Introduced at the 2008 Detroit Auto Show, the Saturn Flextreme Concept is actually two concept vehicles in one. Co-developed with General Motor's European arm, the same vehicle was shown at the 2007 Frankfort Auto Show wearing Opel badges.
Saturn Flextreme Concept
E-Flex uses an electric motor powered by a lithium-ion battery, supplemented by an auxiliary power source, which can be a gasoline or diesel internal combustion engine or a hydrogen fuel cell. The system is designed to provide up to 40 miles of driving solely on battery power.
Once the battery is depleted, the auxiliary power source kicks in to power the vehicle and recharge the batteries. Flextreme can then be plugged into a household electric outlet overnight to completely recharge the system. The concept uses a relatively small 1.3-liter turbocharged diesel engine as its auxiliary power source.

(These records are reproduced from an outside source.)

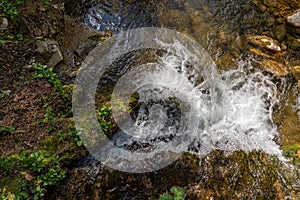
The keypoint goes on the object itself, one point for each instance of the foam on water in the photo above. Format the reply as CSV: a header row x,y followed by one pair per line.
x,y
233,110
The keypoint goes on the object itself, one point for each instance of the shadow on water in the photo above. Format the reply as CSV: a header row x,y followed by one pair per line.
x,y
221,27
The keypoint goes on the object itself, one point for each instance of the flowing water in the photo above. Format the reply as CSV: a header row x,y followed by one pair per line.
x,y
231,105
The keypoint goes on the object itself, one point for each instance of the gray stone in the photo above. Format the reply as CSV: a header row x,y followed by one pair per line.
x,y
294,19
51,48
85,47
3,23
265,42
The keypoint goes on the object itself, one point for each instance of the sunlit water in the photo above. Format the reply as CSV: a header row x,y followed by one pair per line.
x,y
234,108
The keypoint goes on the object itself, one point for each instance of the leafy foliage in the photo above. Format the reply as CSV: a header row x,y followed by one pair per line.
x,y
103,117
177,193
43,71
39,170
10,7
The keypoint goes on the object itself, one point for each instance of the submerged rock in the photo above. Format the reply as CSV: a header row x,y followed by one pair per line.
x,y
265,42
237,176
294,19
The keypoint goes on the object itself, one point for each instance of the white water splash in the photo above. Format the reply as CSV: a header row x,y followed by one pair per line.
x,y
233,109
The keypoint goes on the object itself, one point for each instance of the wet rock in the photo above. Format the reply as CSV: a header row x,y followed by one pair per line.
x,y
295,44
294,19
3,23
86,46
265,43
296,72
251,175
275,67
270,3
50,51
270,21
280,32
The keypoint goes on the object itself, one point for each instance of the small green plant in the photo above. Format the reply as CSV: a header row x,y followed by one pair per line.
x,y
10,7
103,117
6,130
49,117
41,168
177,193
43,71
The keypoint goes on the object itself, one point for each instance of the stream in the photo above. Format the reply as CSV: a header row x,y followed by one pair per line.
x,y
203,101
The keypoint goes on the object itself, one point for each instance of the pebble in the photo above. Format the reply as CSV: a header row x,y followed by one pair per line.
x,y
265,42
294,19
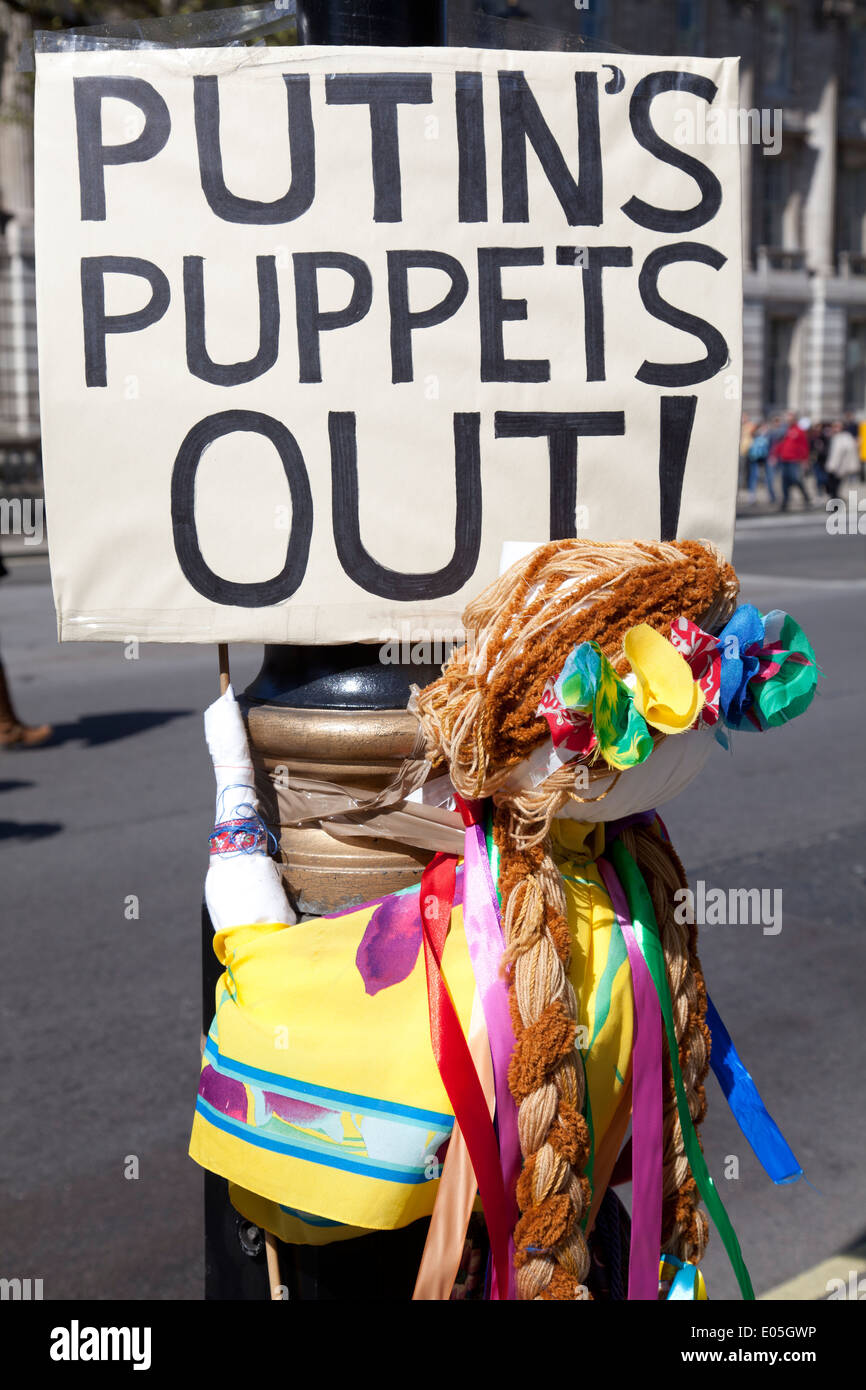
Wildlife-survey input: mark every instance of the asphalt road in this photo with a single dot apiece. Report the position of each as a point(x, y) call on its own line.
point(100, 1014)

Saturn claims Flextreme has a driving range of 444 miles from a single tank of diesel fuel. According to Saturn, most Americans commute between work and home in less than 40 miles, making it theoretically possible for some drivers to rarely or never engage the diesel engine.
Like GM's other E-Flex concept vehicles (Chevy Volt and Cadillac PROVOQ), production readiness hinges on the advancement of lithium-ion battery technology, needed in order to make the hybrid system practical and affordable. If all goes well, E-Flex vehicles could reach consumers' hands in the early part of the next decade, well before stringent fuel economy regulations go into effect in 2020.